Family in the world of Medea and Her Children expands beyond biological connection, creating an interconnected network of people from different geographical and cultural spheres. Family, along with the structure of religion, act as two points of stability within the narrative. What seems to emerge, then, is a revival of pre-Revolutionary spirituality that emphasizes the private over the public, and a desire to erase the cultural divisions that emerged during the Soviet era, in which the government classified people as either ethnic Russians or “others.”

However, one aspect of Medea’s combination of byt and bytie extends to a loftier place than routine or humanity: the serenity of nature: “The heavy mood of her journey, which she had seemed to be carrying on her shoulders," the narrator writes, "was washed away by the gentle waves of the morning breeze.” It’s in these moments that I, personally, find the spiritual power of the everyday at its strongest. Ulitskaya’s descriptions of cooking, laundering, and cleaning are offset by the power of nature’s ability to freeze a moment and direct attention to a world above and beyond material drudgery.

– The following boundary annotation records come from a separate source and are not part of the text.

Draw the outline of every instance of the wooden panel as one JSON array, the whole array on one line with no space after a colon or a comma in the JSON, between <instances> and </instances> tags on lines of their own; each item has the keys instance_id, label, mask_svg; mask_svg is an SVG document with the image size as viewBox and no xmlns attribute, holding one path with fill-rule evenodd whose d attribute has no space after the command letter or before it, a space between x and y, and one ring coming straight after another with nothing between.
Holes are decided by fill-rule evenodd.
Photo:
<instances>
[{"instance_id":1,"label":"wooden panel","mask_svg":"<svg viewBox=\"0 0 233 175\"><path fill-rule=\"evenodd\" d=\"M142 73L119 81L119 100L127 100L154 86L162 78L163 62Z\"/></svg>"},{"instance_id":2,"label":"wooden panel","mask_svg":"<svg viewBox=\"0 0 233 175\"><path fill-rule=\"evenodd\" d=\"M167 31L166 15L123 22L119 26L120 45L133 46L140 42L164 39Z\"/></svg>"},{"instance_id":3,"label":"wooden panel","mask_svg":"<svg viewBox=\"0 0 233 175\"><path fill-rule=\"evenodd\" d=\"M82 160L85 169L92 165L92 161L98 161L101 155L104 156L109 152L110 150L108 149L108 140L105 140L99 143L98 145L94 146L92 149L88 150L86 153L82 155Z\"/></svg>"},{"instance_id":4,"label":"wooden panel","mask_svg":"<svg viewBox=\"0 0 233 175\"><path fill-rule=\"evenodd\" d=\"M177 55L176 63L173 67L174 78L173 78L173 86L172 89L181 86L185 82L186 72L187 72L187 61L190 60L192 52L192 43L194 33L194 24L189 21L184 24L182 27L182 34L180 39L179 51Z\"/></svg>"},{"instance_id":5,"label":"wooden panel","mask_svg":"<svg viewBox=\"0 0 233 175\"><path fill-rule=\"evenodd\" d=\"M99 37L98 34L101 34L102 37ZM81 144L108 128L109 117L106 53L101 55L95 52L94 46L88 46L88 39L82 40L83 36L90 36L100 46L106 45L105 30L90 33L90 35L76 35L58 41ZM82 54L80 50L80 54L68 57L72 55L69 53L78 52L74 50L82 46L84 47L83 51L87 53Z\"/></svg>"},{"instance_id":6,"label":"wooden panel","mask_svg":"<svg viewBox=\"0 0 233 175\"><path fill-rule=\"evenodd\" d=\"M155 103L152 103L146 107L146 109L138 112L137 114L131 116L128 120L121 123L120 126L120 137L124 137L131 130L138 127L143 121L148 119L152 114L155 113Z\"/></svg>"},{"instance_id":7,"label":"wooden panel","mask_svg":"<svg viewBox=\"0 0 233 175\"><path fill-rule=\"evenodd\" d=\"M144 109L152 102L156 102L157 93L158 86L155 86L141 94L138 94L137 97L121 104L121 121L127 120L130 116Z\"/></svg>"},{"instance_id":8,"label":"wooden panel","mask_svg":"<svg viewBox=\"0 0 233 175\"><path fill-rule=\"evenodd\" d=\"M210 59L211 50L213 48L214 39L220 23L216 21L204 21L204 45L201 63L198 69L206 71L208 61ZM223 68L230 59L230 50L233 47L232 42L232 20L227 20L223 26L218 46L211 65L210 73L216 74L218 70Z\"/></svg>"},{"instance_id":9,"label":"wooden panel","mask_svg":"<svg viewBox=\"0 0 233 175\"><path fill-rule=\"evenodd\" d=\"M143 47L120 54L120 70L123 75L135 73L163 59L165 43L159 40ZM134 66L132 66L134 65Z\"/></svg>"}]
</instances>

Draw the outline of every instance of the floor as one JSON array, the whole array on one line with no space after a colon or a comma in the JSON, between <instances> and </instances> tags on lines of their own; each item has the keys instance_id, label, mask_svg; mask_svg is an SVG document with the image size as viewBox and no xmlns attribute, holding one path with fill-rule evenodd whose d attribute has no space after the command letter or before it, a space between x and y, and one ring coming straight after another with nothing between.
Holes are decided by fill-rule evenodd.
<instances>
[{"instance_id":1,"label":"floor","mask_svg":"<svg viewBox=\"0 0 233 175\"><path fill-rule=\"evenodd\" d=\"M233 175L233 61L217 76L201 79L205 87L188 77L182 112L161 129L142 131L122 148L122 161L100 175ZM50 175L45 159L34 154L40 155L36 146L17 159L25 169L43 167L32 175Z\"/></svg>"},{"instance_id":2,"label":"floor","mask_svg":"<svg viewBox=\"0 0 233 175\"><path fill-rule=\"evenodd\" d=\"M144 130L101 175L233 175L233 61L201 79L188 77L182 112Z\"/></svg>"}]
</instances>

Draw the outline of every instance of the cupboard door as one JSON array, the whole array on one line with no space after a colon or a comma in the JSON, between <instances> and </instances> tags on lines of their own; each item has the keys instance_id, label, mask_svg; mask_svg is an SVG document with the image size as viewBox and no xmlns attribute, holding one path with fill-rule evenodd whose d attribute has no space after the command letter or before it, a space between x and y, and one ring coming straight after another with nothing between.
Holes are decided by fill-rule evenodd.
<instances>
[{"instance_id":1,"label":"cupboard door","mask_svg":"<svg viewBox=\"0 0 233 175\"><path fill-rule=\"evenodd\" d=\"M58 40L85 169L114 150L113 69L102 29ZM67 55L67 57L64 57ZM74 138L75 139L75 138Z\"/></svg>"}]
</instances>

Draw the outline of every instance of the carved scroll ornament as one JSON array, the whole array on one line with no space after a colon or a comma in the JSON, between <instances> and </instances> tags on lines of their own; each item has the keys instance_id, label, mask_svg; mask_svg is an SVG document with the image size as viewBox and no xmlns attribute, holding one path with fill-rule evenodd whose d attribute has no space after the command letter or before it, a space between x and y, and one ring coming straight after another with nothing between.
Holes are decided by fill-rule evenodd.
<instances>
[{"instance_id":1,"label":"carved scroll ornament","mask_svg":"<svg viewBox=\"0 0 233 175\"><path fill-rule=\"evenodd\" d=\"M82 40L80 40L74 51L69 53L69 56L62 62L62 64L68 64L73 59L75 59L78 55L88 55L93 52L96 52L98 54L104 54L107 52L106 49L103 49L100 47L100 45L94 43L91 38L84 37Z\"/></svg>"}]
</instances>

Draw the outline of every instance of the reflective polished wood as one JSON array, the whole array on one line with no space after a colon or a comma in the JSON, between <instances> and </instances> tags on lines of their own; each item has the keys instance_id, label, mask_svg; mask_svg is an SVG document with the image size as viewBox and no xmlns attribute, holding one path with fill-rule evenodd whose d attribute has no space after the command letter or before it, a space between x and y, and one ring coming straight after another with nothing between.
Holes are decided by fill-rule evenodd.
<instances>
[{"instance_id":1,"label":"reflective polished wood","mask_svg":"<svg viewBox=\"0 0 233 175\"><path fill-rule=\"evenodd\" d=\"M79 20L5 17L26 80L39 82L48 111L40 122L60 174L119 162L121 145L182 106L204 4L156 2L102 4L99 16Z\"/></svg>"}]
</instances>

This is a spiritual power meant in the most secular way possible. It is spiritual only in that it literally raises the focus from toil and the sticky underfoot minutiae of life to the greater world: Fold the laundry and bask in the warmth of the sun on your face, Ulitskaya seems to recommend. Of course, if that does not soothe, you can always switch tactics and take a page from Frank Costanza with a yell of “serenity now!”